How does Kirchhoff's voltage law relate to the spatial derivative of voltage? I'm reading this libretexts article on the basics of transmission line theory.  In it, they include this circuit diagram as a model of a uniform transmission line:

They then say that applying Kirchhoff's laws results in
$$\frac{∂v(z,t)}{∂z}=−R\cdot i(z,t)−L\cdot\frac{∂i(z,t)}{∂t}.$$
I don't quite understand how they get that though. KVL (which I assume is what they're using to get the voltage equation; they also give a separate equation for current) just says that the sum of the voltages in a circuit loop is zero.  So, how would it tell us anything about the spatial derivative of $V$, as opposed to $V$ itself?
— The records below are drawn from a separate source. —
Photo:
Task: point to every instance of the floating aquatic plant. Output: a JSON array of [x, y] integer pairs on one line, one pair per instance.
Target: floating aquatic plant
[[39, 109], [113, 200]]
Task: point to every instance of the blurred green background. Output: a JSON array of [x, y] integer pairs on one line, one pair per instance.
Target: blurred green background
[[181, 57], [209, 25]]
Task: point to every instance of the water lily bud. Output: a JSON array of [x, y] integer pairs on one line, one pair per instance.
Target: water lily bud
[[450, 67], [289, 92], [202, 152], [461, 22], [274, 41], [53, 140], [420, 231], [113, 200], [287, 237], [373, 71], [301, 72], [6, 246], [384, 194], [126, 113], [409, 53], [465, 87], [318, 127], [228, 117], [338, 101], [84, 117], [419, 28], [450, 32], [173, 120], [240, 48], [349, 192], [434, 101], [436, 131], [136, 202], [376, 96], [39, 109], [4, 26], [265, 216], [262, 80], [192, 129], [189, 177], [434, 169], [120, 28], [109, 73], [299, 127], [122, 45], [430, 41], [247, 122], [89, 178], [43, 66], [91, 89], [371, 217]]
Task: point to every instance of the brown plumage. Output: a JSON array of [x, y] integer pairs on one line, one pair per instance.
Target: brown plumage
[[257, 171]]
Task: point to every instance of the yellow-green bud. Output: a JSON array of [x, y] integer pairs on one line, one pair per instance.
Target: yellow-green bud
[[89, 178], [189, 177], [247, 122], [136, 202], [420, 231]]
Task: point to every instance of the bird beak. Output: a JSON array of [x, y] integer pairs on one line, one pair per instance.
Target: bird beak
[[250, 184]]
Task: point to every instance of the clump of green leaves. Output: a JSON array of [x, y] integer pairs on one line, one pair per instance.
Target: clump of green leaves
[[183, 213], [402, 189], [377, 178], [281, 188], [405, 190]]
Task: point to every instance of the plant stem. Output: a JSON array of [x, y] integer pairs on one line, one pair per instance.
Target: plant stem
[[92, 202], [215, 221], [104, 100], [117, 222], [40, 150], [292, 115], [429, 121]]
It would make more sense if they just had the sum of the voltages in the first loop equal to zero and then took the derivative, w.r.t. z, of each term, but that doesn't seem to be what they're doing.  They only include terms from the resistor and inductor on the top of the leftmost loop, not including the voltage of the other resistor at all, and they don't even actually take the spatial derivatives of the two voltages they do include.
So what's going on here?  How does that DE for voltage correspond to that circuit diagram?
 A: They're skipping a step, with the expectation that you'll pick it up on your own or that the lecturer will.
They show you an approximate circuit for that stretch of cable $\Delta z$; the KVL for that stretch of cable is:
$\frac{v(z + \Delta z, t) - v(z, t)}{\Delta z} = − R \cdot i(z,t)− L\cdot \frac{d i(z,t)}{d t}$.  I can't remember the typical notation, but just take $R = \Delta z \rho$ and $L = \Delta z l$, where $\rho$ and $l$ are the resistance per unit length and inductance per unit length (and, as an exercise, look in your book and see what they really are!)
Now wave your hands* and take the limit as $\Delta z \to \partial z$.  Then you get your original equation:
$\frac{\partial v(z,t)}{\partial z}=−R\cdot i(z,t)−L\cdot\frac{\partial i(z,t)}{\partial t}$
* I'm sure there's a more formal way to do this -- but either I have forgotten since I learned it in 1984, or since it was an EE class, they never taught it to me.
A: 
Applying Kirchhoff's voltage law to the loop marked in red, we get:
$$-V(z,t)
  + R\ \Delta z\ I(z,t)
  + L\ \Delta z\ \frac{\partial I(z,t)}{\partial t}
  + V(z+\Delta z,t)
  = 0$$
Reordering the terms gives
$$\underbrace{V(z+\Delta z,t)-V(z,t)}_{\frac{\partial V(z,t)}{\partial z}\Delta z} =
  - R\ \Delta z\ I(z,t)
  - L\ \Delta z\ \frac{\partial I(z,t)}{\partial t}
$$
and finally dividing by $\Delta z$
and taking the limit $\Delta z\to 0$ gives
$$\frac{\partial V(z,t)}{\partial z} =
  - R\ I(z,t)
  - L\ \frac{\partial I(z,t)}{\partial t}
$$
A: How does that DE for voltage correspond to that circuit diagram?
Look at the diagram carefully and then I hope that you realise that $R$ is the resistance per unit length and $L$ is the inductance per unit length.
Thus applying KVL for a section of length $\Delta z$ yields,
$\Delta v(z,t)=−(R\,\Delta z)\cdot i(z,t)−(L\,\Delta z)\cdot\frac{∂i(z,t)}{∂t}$ and the result follows.